= Judicial Conduct Investigations Office =

The Judicial Conduct Investigations Office (JCIO) is an independent statutory office in England and Wales whose remit is to investigate allegations of judicial misconduct. It supports the Lord Chancellor and Lord Chief Justice who share responsibility for judicial discipline. It was established on 1 October 2013, when it replaced the Office for Judicial Complaints; both were created under the Constitutional Reform Act 2005.

The JCIO, as of 2024-25, had a staff of twenty civil servants who, for administrative purposes, work within the Judicial Office from offices in the Royal Courts of Justice. In 2024-25, it received 3,279 complaints about judges, tribunal members and coroners. Complaints about magistrates are not included in the total as they are delegated to a local advisory committee and only referred to the JCIO if disciplinary action is recommended. It rejected 2,718 complaints as not meeting the criteria for acceptance and dismissed a further 252. It upheld 89 complaints, 52 of which were against magistrates. Thirteen magistrates, two courts judges, and four tribunal judges and members were removed; the others received lesser sanctions, such as advice or a warning.

Until October 2023, complaints about tribunal judges and members were the responsibility of tribunal presidents and only referred to the JCIO if disciplinary action was recommended. Since October 2023, they are dealt with by the JCIO, thus accounting for a large increase in the number of complaints received.

Disciplinary statements are published by the JCIO where a finding of misconduct has been made.

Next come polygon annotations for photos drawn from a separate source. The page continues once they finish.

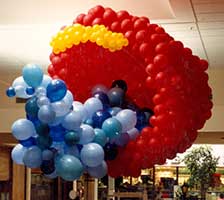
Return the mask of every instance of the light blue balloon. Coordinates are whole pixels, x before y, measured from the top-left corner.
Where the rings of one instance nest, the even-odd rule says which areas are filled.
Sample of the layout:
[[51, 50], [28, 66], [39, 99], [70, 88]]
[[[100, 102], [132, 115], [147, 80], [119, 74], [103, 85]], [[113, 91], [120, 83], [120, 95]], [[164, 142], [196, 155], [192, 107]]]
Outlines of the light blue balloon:
[[80, 157], [82, 162], [88, 167], [96, 167], [104, 160], [103, 148], [96, 143], [89, 143], [83, 146]]
[[88, 144], [92, 142], [95, 137], [94, 129], [88, 124], [82, 124], [80, 128], [79, 144]]
[[83, 173], [80, 160], [72, 155], [63, 155], [56, 162], [56, 172], [66, 181], [74, 181]]
[[57, 174], [57, 171], [54, 170], [51, 174], [44, 174], [44, 176], [49, 179], [54, 179], [58, 177], [58, 174]]
[[52, 78], [46, 74], [43, 76], [43, 80], [41, 82], [41, 87], [47, 88], [48, 84], [52, 81]]
[[82, 122], [86, 121], [88, 117], [88, 112], [85, 109], [84, 105], [78, 101], [74, 101], [72, 105], [73, 105], [73, 110], [81, 115]]
[[41, 106], [38, 111], [38, 119], [43, 123], [51, 123], [54, 121], [56, 113], [50, 105]]
[[64, 116], [71, 110], [71, 106], [67, 105], [63, 100], [51, 103], [51, 106], [54, 109], [57, 117]]
[[101, 145], [102, 147], [107, 143], [107, 136], [102, 129], [94, 129], [95, 137], [93, 142]]
[[26, 140], [36, 135], [33, 123], [27, 119], [18, 119], [12, 124], [12, 134], [17, 140]]
[[12, 160], [18, 165], [24, 165], [23, 157], [26, 151], [27, 151], [26, 147], [24, 147], [21, 144], [17, 144], [11, 152]]
[[23, 79], [31, 87], [38, 87], [43, 80], [43, 70], [39, 65], [28, 64], [23, 67]]
[[12, 87], [15, 89], [16, 96], [19, 98], [27, 99], [32, 96], [26, 93], [26, 88], [29, 86], [25, 83], [22, 76], [17, 77], [13, 81]]
[[23, 157], [24, 165], [30, 168], [40, 167], [42, 163], [42, 151], [37, 146], [31, 146], [27, 149]]
[[122, 125], [122, 133], [131, 130], [137, 123], [136, 112], [130, 109], [121, 110], [119, 113], [117, 113], [116, 119], [118, 119]]
[[92, 118], [93, 113], [103, 109], [103, 104], [98, 98], [91, 97], [85, 101], [84, 107], [87, 110], [88, 118]]
[[102, 129], [106, 133], [106, 136], [112, 139], [121, 134], [122, 126], [115, 117], [111, 117], [103, 122]]
[[75, 156], [77, 158], [80, 157], [79, 149], [76, 145], [73, 145], [73, 146], [65, 145], [64, 151], [65, 151], [65, 154], [69, 154], [69, 155]]
[[131, 130], [127, 131], [131, 140], [135, 140], [139, 135], [139, 130], [137, 128], [132, 128]]
[[65, 116], [62, 121], [62, 126], [68, 130], [77, 130], [79, 129], [82, 123], [82, 117], [79, 113], [72, 111]]
[[46, 97], [46, 96], [40, 96], [38, 99], [37, 99], [37, 105], [38, 107], [41, 107], [43, 105], [50, 105], [50, 100]]
[[107, 175], [107, 163], [103, 161], [96, 167], [87, 167], [87, 171], [94, 178], [103, 178]]

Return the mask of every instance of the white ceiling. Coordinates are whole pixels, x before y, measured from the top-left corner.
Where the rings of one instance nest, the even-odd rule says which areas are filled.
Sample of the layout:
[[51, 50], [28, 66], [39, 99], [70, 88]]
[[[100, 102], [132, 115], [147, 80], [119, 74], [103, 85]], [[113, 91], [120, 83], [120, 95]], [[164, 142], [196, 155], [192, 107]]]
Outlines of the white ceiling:
[[[5, 97], [5, 88], [24, 64], [38, 63], [46, 69], [51, 37], [97, 4], [147, 16], [194, 54], [208, 59], [216, 106], [213, 121], [224, 118], [224, 0], [0, 0], [0, 109], [21, 108]], [[220, 129], [224, 130], [223, 123]]]

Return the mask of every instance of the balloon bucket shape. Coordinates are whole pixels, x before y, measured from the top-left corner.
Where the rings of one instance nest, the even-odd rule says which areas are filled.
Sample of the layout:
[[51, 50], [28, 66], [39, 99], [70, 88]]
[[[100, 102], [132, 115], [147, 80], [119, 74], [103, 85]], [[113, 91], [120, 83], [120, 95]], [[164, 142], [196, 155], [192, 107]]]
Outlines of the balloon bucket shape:
[[53, 80], [27, 65], [7, 90], [29, 99], [13, 160], [48, 177], [137, 177], [189, 148], [211, 116], [207, 61], [146, 17], [96, 6], [51, 46]]

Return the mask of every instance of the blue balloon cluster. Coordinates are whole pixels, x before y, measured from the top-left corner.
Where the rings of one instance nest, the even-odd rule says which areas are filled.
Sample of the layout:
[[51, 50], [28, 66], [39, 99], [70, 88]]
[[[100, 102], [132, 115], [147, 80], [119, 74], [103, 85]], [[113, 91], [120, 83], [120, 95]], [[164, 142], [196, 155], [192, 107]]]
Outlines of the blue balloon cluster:
[[[97, 85], [84, 103], [74, 101], [64, 81], [52, 80], [38, 65], [26, 65], [6, 91], [26, 98], [26, 118], [16, 120], [12, 134], [19, 141], [12, 150], [17, 164], [39, 167], [49, 178], [78, 179], [83, 172], [102, 178], [106, 160], [118, 147], [134, 140], [148, 126], [150, 112], [130, 107], [127, 87]], [[122, 82], [124, 86], [124, 83]]]

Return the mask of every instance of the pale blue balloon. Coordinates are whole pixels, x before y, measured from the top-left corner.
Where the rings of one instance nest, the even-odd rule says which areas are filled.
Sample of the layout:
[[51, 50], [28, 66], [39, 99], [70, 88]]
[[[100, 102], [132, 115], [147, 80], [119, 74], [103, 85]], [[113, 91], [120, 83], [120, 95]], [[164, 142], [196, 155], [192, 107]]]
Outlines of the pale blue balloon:
[[74, 101], [72, 105], [73, 105], [73, 110], [81, 115], [82, 122], [86, 121], [88, 117], [88, 112], [85, 109], [84, 105], [78, 101]]
[[89, 143], [83, 146], [80, 157], [88, 167], [96, 167], [104, 160], [104, 150], [99, 144]]
[[37, 99], [37, 105], [38, 107], [41, 107], [43, 105], [50, 105], [50, 100], [46, 97], [46, 96], [40, 96], [38, 99]]
[[140, 134], [137, 128], [132, 128], [131, 130], [127, 131], [127, 133], [131, 140], [135, 140]]
[[77, 130], [82, 123], [82, 117], [79, 113], [72, 111], [65, 116], [62, 121], [62, 126], [68, 130]]
[[15, 89], [16, 96], [19, 98], [27, 99], [32, 96], [26, 93], [26, 88], [29, 86], [25, 83], [22, 76], [17, 77], [13, 81], [12, 87]]
[[36, 64], [25, 65], [22, 74], [25, 82], [33, 88], [38, 87], [43, 80], [43, 70]]
[[95, 137], [94, 129], [88, 124], [82, 124], [80, 128], [79, 144], [88, 144], [92, 142]]
[[92, 118], [93, 113], [103, 109], [103, 104], [98, 98], [91, 97], [85, 101], [84, 107], [87, 110], [88, 118]]
[[135, 127], [137, 123], [136, 112], [130, 109], [124, 109], [117, 113], [116, 119], [121, 123], [122, 133]]
[[40, 167], [42, 163], [42, 151], [37, 146], [31, 146], [27, 149], [23, 157], [24, 165], [30, 168]]
[[41, 87], [47, 88], [48, 84], [52, 81], [52, 78], [46, 74], [43, 76], [43, 80], [40, 84]]
[[56, 113], [50, 105], [43, 105], [38, 111], [38, 119], [43, 123], [51, 123], [55, 120]]
[[26, 151], [27, 151], [26, 147], [24, 147], [21, 144], [17, 144], [11, 152], [12, 160], [18, 165], [24, 165], [23, 157]]
[[103, 178], [107, 175], [107, 163], [103, 161], [96, 167], [87, 167], [87, 171], [94, 178]]
[[65, 154], [57, 160], [56, 171], [64, 180], [74, 181], [80, 178], [84, 168], [78, 158]]
[[12, 125], [12, 134], [17, 140], [26, 140], [36, 135], [33, 123], [27, 119], [18, 119]]
[[51, 106], [54, 109], [57, 117], [64, 116], [71, 110], [71, 106], [67, 105], [63, 100], [51, 103]]

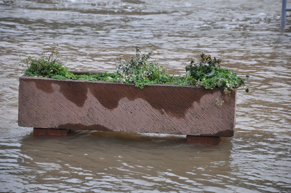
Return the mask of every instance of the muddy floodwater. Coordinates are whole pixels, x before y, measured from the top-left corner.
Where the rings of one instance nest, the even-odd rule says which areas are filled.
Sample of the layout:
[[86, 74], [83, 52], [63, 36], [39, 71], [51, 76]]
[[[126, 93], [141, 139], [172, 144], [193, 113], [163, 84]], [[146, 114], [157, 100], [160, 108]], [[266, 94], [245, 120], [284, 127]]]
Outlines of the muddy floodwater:
[[[291, 12], [281, 33], [281, 3], [0, 1], [0, 192], [291, 192]], [[136, 46], [173, 74], [202, 52], [221, 59], [250, 76], [234, 136], [213, 147], [185, 135], [33, 136], [18, 125], [18, 65], [54, 42], [74, 71], [113, 72]]]

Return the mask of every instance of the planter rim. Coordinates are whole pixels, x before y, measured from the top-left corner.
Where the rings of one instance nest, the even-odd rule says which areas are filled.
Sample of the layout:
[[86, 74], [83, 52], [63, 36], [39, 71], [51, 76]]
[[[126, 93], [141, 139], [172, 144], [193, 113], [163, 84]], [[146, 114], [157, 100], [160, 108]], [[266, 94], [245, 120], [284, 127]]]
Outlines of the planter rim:
[[[79, 71], [72, 71], [71, 72], [75, 74], [89, 74], [89, 73], [99, 73], [98, 72], [79, 72]], [[87, 83], [94, 83], [94, 82], [98, 82], [98, 83], [110, 83], [112, 84], [116, 84], [118, 85], [134, 85], [135, 84], [133, 83], [129, 83], [127, 85], [126, 84], [121, 84], [120, 83], [119, 83], [117, 82], [110, 82], [110, 81], [86, 81], [84, 80], [79, 80], [79, 79], [56, 79], [56, 78], [45, 78], [44, 77], [38, 77], [38, 76], [30, 76], [28, 74], [24, 74], [22, 75], [19, 77], [19, 78], [23, 78], [23, 79], [41, 79], [43, 80], [53, 80], [54, 81], [73, 81], [74, 82], [87, 82]], [[203, 88], [202, 87], [200, 87], [198, 86], [180, 86], [180, 85], [173, 85], [173, 84], [153, 84], [152, 85], [146, 85], [145, 86], [169, 86], [169, 87], [183, 87], [184, 88], [199, 88], [199, 89], [203, 89], [205, 90], [220, 90], [221, 91], [223, 90], [221, 90], [219, 88], [214, 88], [213, 89], [207, 89], [205, 88]], [[232, 89], [233, 90], [237, 90], [237, 88], [235, 88]]]

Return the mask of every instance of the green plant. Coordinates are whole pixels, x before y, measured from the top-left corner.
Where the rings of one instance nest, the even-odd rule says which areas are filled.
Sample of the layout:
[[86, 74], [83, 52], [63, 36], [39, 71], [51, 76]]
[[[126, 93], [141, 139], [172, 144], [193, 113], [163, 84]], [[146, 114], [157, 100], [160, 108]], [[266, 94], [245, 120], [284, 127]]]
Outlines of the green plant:
[[[221, 68], [219, 64], [220, 59], [217, 60], [215, 57], [212, 59], [210, 55], [203, 53], [200, 55], [200, 62], [195, 63], [192, 59], [190, 65], [186, 66], [186, 72], [188, 72], [186, 78], [187, 85], [193, 85], [207, 89], [213, 89], [219, 88], [223, 90], [223, 95], [230, 94], [231, 90], [235, 88], [243, 87], [245, 86], [244, 81], [249, 82], [249, 76], [246, 75], [244, 78], [237, 76], [236, 72], [230, 71], [227, 69]], [[249, 89], [245, 90], [247, 92]], [[221, 94], [219, 99], [217, 99], [217, 104], [223, 103], [223, 96]]]
[[[122, 84], [134, 83], [142, 89], [145, 85], [165, 83], [170, 80], [164, 67], [158, 67], [158, 62], [148, 62], [152, 52], [141, 55], [139, 47], [137, 46], [135, 49], [135, 56], [132, 56], [130, 61], [118, 59], [120, 63], [116, 67], [117, 82]], [[162, 70], [160, 71], [160, 69]]]
[[51, 49], [42, 53], [40, 58], [31, 56], [21, 60], [26, 68], [24, 73], [31, 76], [51, 78], [58, 79], [74, 79], [75, 76], [64, 65], [63, 60], [56, 49], [58, 46], [54, 43]]

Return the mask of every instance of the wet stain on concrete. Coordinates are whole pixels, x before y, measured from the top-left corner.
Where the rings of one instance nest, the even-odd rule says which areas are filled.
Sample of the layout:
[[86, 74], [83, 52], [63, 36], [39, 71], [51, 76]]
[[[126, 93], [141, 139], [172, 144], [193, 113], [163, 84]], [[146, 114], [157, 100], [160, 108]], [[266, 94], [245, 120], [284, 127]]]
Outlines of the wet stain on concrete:
[[[205, 94], [211, 94], [213, 90], [196, 87], [182, 87], [167, 85], [145, 86], [143, 89], [133, 84], [127, 85], [116, 83], [88, 82], [72, 80], [42, 80], [34, 79], [33, 81], [39, 89], [48, 93], [54, 92], [52, 83], [60, 86], [60, 92], [68, 100], [78, 107], [82, 107], [87, 99], [90, 90], [104, 107], [112, 110], [118, 106], [119, 101], [127, 98], [132, 101], [141, 99], [147, 101], [152, 107], [162, 114], [166, 112], [171, 117], [185, 117], [193, 103], [199, 103]], [[212, 98], [210, 99], [213, 100]], [[137, 106], [142, 109], [146, 107]], [[197, 113], [199, 113], [197, 112]]]

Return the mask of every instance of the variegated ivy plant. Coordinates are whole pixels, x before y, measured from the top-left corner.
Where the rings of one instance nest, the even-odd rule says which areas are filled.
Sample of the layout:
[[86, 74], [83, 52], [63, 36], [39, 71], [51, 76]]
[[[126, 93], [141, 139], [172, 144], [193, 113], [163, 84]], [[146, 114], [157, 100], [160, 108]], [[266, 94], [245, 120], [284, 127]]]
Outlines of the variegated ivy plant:
[[141, 56], [139, 47], [136, 46], [135, 49], [135, 56], [132, 56], [130, 61], [118, 59], [120, 63], [116, 67], [116, 74], [118, 77], [117, 82], [120, 83], [134, 83], [137, 80], [148, 79], [156, 69], [157, 63], [152, 62], [149, 63], [148, 61], [152, 52]]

Most statements are deleted after two, four, five or six years depending on the severity of the sanction, while statements for removal from office (except for failure to meet minimum sitting requirements) are not deleted. Statements which have been deleted are available upon request. The Lord Chancellor and Lord Chief Justice may, at their discretion, decline to publish a disciplinary statement.

The JCIO describes its remit as follows:
The judicial disciplinary system exists to ensure that allegations of misconduct are dealt with efficiently, fairly, and proportionately, thereby safeguarding public confidence in the independence,integrity, and good standing of the judiciary.

Baroness Harman was critical of the JCIO in her 2025 Independent review of bullying, harassment and sexual harassment at the Bar, saying "The JCIO should encourage complaints, not rule them out based on an arbitrary three-month time limit". She also expressed concern about the threshold for the particularisation of complaints, and the rejection of complaints concerning case management. In January 2026, the High Court granted permission to a group of women, whose complaints about Employment Judge Philip Lancaster had been rejected, to bring a claim for judicial review against the JCIO. A month before the case was due to be heard on 8 June 2026 at the High Court, the JCIO agreed to reconsider the complaints about EJ Lancaster and pay the women's costs.